Muddy Waters • Folk Singer

Chess/Analogue Productions LPS-1483
200-gram 45rpm double-record set
1964/2011

Music

Sound

Ben Webster • Gentle Ben

Ensayo/Analogue Productions APJ 040
200-gram LP
1999/2011

Music

Sound

by Marc Mickelson | August 2, 2011

usually pick recordings to cover together based on some musical connection -- similar performers or artistic aims, for instance. With these two titles, however, the connection is a matter of the records' manufacture. Gentle Ben and Folk Singer are the second and third titles pressed at Quality Record Pressings (QRP), Chad Kassem's recently launched record-pressing plant located in Salina, Kansas. They follow Cat Stevens' Tea for the Tillerman, which was selected to be the very first release pressed at QRP.

Gentle Ben is a keen choice for reissue. It was recorded in Barcelona in 1973, less than a year before Ben Webster's death, and released at the time only in Spain. Sharing the spotlight was Spanish pianist Tete Montoliu, who recorded throughout the 1960s and 1970s, most often on the Steeplechase label. Webster was one of the preeminent swing saxophonists, having spent more than twenty years in great demand.

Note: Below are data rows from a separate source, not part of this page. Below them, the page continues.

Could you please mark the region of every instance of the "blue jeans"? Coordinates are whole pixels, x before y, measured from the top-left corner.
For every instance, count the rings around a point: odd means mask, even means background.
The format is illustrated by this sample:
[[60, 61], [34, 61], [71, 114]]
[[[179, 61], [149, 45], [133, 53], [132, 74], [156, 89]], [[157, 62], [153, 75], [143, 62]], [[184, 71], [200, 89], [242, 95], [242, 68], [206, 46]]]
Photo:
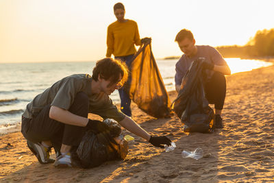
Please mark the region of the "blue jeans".
[[[132, 65], [132, 58], [134, 55], [129, 55], [127, 56], [115, 57], [115, 59], [119, 59], [122, 62], [125, 62], [129, 70], [130, 69], [130, 66]], [[129, 70], [129, 77], [127, 81], [127, 84], [130, 86], [132, 82], [132, 75], [130, 74], [131, 71]], [[123, 87], [119, 90], [119, 95], [121, 99], [121, 110], [127, 116], [131, 117], [132, 116], [132, 110], [130, 109], [130, 103], [132, 100], [129, 98], [127, 93], [125, 91]]]

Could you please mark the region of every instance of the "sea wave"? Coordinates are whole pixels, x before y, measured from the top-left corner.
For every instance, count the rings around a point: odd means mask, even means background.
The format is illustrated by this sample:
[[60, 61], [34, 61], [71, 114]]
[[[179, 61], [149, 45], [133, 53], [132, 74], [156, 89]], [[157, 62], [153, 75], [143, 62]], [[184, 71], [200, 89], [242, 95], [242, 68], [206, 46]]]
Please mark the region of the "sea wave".
[[19, 114], [19, 113], [23, 113], [23, 112], [24, 112], [24, 110], [22, 109], [3, 111], [3, 112], [0, 112], [0, 116], [16, 114]]
[[18, 92], [32, 92], [35, 90], [23, 90], [23, 89], [16, 89], [10, 91], [0, 91], [0, 94], [10, 94], [11, 93], [18, 93]]

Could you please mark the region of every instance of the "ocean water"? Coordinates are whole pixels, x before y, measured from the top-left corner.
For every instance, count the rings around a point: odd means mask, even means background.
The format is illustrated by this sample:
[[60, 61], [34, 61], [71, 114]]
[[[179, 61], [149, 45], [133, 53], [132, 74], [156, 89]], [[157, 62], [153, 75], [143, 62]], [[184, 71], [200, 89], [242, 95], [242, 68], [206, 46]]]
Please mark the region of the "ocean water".
[[[238, 58], [225, 60], [232, 73], [272, 64], [260, 60]], [[174, 75], [177, 61], [156, 61], [168, 91], [175, 90]], [[20, 123], [27, 104], [55, 82], [75, 73], [88, 73], [91, 75], [95, 63], [68, 62], [0, 64], [0, 127]], [[110, 97], [114, 103], [120, 102], [118, 91], [114, 92]]]

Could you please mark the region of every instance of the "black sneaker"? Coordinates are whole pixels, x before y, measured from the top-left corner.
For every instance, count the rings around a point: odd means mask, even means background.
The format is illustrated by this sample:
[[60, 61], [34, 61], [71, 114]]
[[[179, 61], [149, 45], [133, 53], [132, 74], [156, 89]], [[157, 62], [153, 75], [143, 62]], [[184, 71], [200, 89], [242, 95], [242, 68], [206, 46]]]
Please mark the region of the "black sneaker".
[[27, 147], [33, 154], [36, 156], [39, 162], [41, 164], [52, 163], [55, 160], [49, 158], [49, 152], [51, 147], [45, 147], [40, 143], [34, 143], [27, 141]]
[[53, 165], [57, 168], [72, 167], [71, 153], [59, 156]]
[[223, 119], [219, 114], [215, 116], [215, 124], [216, 128], [223, 128]]

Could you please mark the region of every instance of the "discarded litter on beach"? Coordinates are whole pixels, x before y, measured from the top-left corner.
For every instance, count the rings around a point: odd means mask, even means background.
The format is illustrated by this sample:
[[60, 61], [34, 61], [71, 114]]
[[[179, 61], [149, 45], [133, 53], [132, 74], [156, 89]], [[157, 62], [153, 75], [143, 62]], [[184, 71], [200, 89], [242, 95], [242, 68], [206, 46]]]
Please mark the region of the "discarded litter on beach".
[[171, 151], [173, 151], [176, 148], [176, 145], [175, 143], [172, 142], [171, 145], [167, 146], [166, 145], [164, 145], [164, 150], [166, 152], [169, 152]]
[[200, 147], [196, 148], [196, 149], [194, 151], [183, 151], [182, 152], [182, 157], [184, 158], [192, 158], [195, 160], [199, 160], [201, 158], [203, 158], [203, 149], [201, 149]]
[[124, 139], [127, 141], [127, 142], [134, 141], [134, 137], [131, 136], [130, 135], [126, 135], [124, 136]]

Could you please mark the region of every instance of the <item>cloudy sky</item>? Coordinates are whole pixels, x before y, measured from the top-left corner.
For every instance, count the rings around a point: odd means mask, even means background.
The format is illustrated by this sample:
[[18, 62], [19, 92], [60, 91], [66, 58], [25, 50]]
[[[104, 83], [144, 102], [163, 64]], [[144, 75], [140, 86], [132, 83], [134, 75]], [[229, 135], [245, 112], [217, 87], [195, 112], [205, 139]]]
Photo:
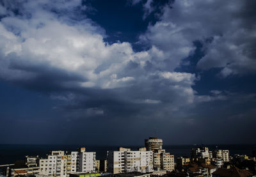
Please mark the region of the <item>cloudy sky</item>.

There is no doubt that this was Webster's session; his fat tone and languid phrasing dominate. The playing is straightahead, whether the numbers are covers or Webster's four originals. What the music lacks in innovation it makes up for with charm, especially Montoliu, who comps with Bill Evans-like polish.

Folk Singer is a true audiophile war-horse, having been reissued many times on LP -- though never before at 45rpm -- and in digital formats. This has somewhat obscured the greatness of the music and its influence. It was unplugged before there was a name for it. Waters was a Chicago blues legend, and here he plays both with a full backing ensemble -- that included Willie Dixon on bass and Buddy Guy on acoustic guitar -- and in duo with Guy. The playing is direct and unfettered, emphasizing the emotional rawness of the blues, and the sound is spacious and reverberant, creating a sonic atmosphere that fits the music especially well.

Kassem spent in excess of a million dollars to outfit QRP, which has the highest of aims: pressing the best records in the world. Three different kinds of presses are in use, each modified in important ways to improve the records produced. Aside from being of very different music, these two reissues are also in different formats: a single 33rpm LP for Gentle Ben and a pair of 45rpm LPs for Folk Singer. Both are 200-gram pressings, the weight of vinyl that Classic Records used. Classic experienced some early issues with these thicker records, but this is not the case with QRP, whose pressings are gleaming, flat and, most important, very quiet. Kassem made sure to hunt down the actual master tapes, refusing to use safety or backup copies. Perhaps it's this or the modifications made to the presses at QRP, but the sound of these two releases is extraordinary -- gracefully detailed and supremely focused. An original pressing of Folk Singer may have greater cachet for a record collector, but this is likely the definitive version for people who value the music.

In the past, I've quibbled over the lightweight sleeves that Acoustic Sounds has used for its 45rpm LPs, but Folk Singer puts that to rest. The gatefold sleeve is gorgeously glossy and substantial -- the equal of what you'll see from Music Matters for its Blue Note reissues.

Even though these are among the earliest LPs pressed at QRP, everything about them bespeaks the quality that's part of the plant's name. And things should only improve from here.